Although all of the reports we reviewed address ostensibly the same topic (antiretroviral adherence), our effort to put the findings in these reports together revealed that few of them deal with the same topic in the same way. This is likely why reviews and state-of-the-science literature on antiretroviral adherence frequently end with the conclusion that although much has been studied, little is actually generalizably true concerning antiretroviral adherence that can serve as the basis for interventions to improve it (e.g., Ammassari et al. 2002; Reynolds 2004). The resistance of these findings to synthesis is also a function of the relatively atheoretical, acultural, and ahistorical way in which adherence was (and continues to be) studied (e.g., Bresalier et al. 2002; Broyles, Colbert, and Erlen 2005). Most of the quantitative reports address an assortment of variables without benefit of a priori theoretical staging. Most of the qualitative reports feature an assortment of responses with virtually no a posteriori interpretive staging. Both sets of findings were, thus, composed of isolated data bits resisting efforts to make them cohere. Neither the qualitative nor quantitative set of findings could enhance the meaning or significance of the other, as neither delivered on the distinctive advantages ideally attributed to qualitative research (e.g., nuanced description, penetrating interpretation) or quantitative research (e.g., precise conceptualization and measurement, sophisticated statistical analyses), which are advanced as the central reason for mixing methods and findings (Sandelowski 2004).
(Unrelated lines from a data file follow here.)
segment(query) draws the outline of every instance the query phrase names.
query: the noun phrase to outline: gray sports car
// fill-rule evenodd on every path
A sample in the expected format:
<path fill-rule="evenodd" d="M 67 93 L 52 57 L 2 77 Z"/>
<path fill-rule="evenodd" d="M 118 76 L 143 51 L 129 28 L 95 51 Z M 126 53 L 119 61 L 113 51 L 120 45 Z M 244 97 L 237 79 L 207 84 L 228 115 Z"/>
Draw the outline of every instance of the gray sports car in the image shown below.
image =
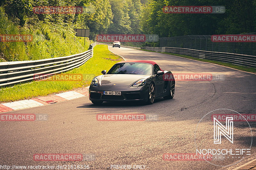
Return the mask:
<path fill-rule="evenodd" d="M 92 79 L 89 88 L 89 99 L 94 104 L 104 101 L 140 101 L 152 104 L 156 98 L 173 97 L 175 80 L 166 80 L 162 70 L 150 61 L 124 61 L 115 64 L 107 73 Z M 173 77 L 173 76 L 172 76 Z"/>

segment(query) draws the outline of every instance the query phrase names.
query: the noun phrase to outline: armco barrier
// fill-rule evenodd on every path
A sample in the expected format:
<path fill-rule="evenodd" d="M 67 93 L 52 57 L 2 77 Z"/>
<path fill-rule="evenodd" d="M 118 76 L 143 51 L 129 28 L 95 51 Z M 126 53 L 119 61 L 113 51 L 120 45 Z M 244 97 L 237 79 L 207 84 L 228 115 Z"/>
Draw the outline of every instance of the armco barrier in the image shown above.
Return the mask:
<path fill-rule="evenodd" d="M 111 45 L 112 46 L 113 45 L 113 44 L 107 44 L 106 43 L 102 43 L 101 42 L 97 42 L 97 44 L 103 44 L 103 45 Z M 139 49 L 140 48 L 140 47 L 132 47 L 131 46 L 125 46 L 124 45 L 122 45 L 121 44 L 121 47 L 124 47 L 125 48 L 133 48 L 133 49 Z"/>
<path fill-rule="evenodd" d="M 179 54 L 198 58 L 214 60 L 239 66 L 256 68 L 255 56 L 174 47 L 143 47 L 140 49 L 161 52 Z"/>
<path fill-rule="evenodd" d="M 92 47 L 97 42 L 92 44 Z M 71 56 L 42 60 L 0 63 L 0 87 L 31 81 L 35 75 L 59 73 L 83 64 L 93 56 L 93 49 Z"/>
Working with these forty-two reports affirmed to us the importance of taking a qualitative in addition to a quantitative approach toward the synthesis of qualitative and quantitative findings. The qualitative approach was more useful for the findings we had, as the synthesized quantitative findings could be translated into the terms of the qualitative findings. The prevailing solutions advanced for combining qualitative and quantitative data have entailed largely “quantitizing” qualitative data or using qualitative findings to accessorize quantitative findings. Recent scholarship, however, has called for more “qualitizing.”Mason (2006:10) urged more “qualitative thinking,” and Howe (2004:42) promoted “mixed-methods interpretivism” over the prevailing “mixed-methods experimentalism” as ways to transcend the conventional qualitative/quantitative divide and to offset the priority usually given to quantitative thinking and methods.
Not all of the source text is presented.